By Prashanth Parameswaran
Asia, May 12, 2017
Next week, China will hold the highest-level international forum to date to promote its ambitious, cross-continental development strategy known as the Belt and Road Initiative (BRI). Ahead of the so-called Belt and Road Forum for International Cooperation (BRF), Chinese state media has been predictably parroting selective statistics that illustrate BRI’s successes, while other skeptical accounts have repeated the same litany of complaints about it, from the lack of funding to issues with specific projects.
Reality, as it often does, lies somewhere in between these two extremes. But more fundamentally, this always-full, mostly-empty-so-far discussion also misses the central point about the BRI so far: though China has made some inroads in addressing some concerns raised by naysayers since it was launched back in 2013, resolving the structural challenges that have dogged it have so far been nowhere in sight.

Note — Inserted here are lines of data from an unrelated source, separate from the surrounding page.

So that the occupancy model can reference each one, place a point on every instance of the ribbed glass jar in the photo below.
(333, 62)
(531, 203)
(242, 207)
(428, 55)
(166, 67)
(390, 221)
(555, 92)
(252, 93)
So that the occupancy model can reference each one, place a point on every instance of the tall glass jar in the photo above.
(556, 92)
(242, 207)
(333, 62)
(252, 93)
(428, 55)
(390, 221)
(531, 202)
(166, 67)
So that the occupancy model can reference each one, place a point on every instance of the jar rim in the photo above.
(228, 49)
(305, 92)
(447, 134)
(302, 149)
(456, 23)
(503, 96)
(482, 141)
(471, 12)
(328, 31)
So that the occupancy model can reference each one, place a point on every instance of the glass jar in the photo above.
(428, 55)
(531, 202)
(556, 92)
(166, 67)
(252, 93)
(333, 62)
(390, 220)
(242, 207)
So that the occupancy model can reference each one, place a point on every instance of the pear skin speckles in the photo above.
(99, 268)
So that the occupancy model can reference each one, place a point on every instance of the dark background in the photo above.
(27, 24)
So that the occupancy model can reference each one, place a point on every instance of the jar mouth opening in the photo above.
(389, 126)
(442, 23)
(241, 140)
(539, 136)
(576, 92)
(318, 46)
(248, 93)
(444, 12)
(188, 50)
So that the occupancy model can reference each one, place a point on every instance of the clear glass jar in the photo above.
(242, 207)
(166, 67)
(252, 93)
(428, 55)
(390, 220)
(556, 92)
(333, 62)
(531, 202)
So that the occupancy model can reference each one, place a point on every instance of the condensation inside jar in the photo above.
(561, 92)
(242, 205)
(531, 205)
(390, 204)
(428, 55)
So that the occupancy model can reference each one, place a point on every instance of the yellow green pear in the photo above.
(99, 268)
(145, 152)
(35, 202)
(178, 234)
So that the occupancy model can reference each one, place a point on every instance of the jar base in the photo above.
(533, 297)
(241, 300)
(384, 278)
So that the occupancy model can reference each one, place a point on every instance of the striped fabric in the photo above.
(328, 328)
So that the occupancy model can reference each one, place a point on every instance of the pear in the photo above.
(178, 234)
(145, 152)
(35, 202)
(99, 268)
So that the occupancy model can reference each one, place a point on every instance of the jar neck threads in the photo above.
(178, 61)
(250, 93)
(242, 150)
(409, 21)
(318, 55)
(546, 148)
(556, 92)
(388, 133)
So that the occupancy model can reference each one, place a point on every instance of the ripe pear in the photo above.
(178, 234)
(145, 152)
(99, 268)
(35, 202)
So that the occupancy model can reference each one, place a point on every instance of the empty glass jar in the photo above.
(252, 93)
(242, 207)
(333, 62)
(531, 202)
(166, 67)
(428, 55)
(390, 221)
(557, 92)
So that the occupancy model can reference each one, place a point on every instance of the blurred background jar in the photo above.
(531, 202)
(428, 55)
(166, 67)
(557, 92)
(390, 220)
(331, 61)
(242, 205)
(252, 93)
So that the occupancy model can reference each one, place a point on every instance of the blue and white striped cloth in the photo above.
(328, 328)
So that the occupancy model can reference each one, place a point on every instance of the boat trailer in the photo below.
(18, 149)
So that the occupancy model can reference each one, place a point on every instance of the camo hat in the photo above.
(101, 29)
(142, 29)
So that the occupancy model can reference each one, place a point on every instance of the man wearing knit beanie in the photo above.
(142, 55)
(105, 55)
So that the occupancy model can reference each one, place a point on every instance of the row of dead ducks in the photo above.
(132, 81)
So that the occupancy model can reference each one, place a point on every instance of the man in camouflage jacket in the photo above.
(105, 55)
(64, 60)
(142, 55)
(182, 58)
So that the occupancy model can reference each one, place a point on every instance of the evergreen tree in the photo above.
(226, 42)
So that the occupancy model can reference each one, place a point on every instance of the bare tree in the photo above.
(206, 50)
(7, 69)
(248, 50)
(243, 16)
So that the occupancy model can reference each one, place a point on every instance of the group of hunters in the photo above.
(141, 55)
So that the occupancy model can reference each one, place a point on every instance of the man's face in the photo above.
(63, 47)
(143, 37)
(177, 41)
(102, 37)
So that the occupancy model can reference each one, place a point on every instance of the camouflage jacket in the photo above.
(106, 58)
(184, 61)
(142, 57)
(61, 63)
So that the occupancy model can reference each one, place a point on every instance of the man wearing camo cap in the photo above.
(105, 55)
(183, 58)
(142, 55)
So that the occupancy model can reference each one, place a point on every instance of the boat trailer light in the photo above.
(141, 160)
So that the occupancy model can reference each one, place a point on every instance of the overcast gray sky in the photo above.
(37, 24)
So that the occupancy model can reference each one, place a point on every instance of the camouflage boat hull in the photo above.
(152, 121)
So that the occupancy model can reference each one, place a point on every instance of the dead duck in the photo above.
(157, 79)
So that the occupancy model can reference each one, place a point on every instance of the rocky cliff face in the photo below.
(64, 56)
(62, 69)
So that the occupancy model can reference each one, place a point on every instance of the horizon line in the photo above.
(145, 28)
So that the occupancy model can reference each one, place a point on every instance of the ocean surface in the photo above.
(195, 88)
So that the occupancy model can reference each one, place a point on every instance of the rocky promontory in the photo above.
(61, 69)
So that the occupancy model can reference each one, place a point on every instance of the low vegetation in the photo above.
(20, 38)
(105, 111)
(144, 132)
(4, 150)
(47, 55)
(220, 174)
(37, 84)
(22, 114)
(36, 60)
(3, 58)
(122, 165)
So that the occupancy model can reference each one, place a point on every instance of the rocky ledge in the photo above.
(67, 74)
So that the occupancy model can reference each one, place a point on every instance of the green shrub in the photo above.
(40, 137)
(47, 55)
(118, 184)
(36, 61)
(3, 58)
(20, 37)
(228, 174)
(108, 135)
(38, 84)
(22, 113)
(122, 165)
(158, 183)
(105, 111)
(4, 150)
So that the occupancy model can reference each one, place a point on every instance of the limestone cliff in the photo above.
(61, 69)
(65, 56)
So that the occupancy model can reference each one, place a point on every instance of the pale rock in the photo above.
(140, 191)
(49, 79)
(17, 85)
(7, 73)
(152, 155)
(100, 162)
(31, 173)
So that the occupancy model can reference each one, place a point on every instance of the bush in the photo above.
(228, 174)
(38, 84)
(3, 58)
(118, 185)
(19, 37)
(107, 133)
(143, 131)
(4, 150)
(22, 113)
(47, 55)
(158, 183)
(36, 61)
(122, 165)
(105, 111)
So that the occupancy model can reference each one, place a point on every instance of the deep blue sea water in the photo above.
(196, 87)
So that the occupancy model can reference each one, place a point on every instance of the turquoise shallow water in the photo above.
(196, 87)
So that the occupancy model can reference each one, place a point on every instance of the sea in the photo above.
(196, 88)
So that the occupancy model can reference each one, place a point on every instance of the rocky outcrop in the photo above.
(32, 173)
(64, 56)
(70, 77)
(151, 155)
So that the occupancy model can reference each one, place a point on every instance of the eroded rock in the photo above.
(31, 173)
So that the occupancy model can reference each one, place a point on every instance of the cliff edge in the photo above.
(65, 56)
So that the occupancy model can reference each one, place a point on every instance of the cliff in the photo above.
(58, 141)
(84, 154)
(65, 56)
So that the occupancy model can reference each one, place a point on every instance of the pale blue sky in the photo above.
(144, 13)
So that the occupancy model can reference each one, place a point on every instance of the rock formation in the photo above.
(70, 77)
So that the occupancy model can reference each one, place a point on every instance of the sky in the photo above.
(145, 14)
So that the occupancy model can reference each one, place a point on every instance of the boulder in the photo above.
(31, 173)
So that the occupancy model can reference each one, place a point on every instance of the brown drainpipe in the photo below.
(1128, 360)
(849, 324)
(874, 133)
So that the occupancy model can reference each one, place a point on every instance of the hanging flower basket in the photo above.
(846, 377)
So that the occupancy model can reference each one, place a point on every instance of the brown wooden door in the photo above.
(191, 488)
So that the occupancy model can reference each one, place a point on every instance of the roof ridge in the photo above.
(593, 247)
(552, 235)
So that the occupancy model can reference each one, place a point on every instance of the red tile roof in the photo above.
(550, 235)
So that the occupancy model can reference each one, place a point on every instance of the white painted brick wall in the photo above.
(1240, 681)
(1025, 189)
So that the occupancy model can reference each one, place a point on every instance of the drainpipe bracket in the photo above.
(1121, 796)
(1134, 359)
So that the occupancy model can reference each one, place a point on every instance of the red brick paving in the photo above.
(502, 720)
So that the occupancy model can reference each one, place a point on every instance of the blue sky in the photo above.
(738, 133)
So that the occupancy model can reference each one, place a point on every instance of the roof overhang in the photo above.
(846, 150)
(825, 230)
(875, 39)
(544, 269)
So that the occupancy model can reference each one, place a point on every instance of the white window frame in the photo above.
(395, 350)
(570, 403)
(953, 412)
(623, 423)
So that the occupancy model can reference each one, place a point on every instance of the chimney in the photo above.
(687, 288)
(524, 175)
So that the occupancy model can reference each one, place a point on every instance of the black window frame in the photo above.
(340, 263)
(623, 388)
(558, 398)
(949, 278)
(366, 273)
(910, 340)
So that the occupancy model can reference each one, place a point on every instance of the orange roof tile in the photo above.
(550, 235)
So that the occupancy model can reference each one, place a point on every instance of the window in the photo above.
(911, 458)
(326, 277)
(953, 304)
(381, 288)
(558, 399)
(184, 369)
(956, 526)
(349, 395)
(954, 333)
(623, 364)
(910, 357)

The Belt and Road Initiative, a signature foreign policy priority of Chinese President Xi Jinping, is often referred to as the largest initiative of its kind launched by a single country. And its scale certainly is intimidating. It comprises two large segments: the Silk Road Economic Belt, a land route starting in western China that goes through Central Asia and on to the Middle East; and the 21st Century Maritime Silk Road, a maritime route that goes around Southeast Asia, the Persian Gulf, and the Horn of Africa. All in all, it includes more than two thirds of world population and more than one third of global economic output, and could involve Chinese investments that total up to $4 trillion.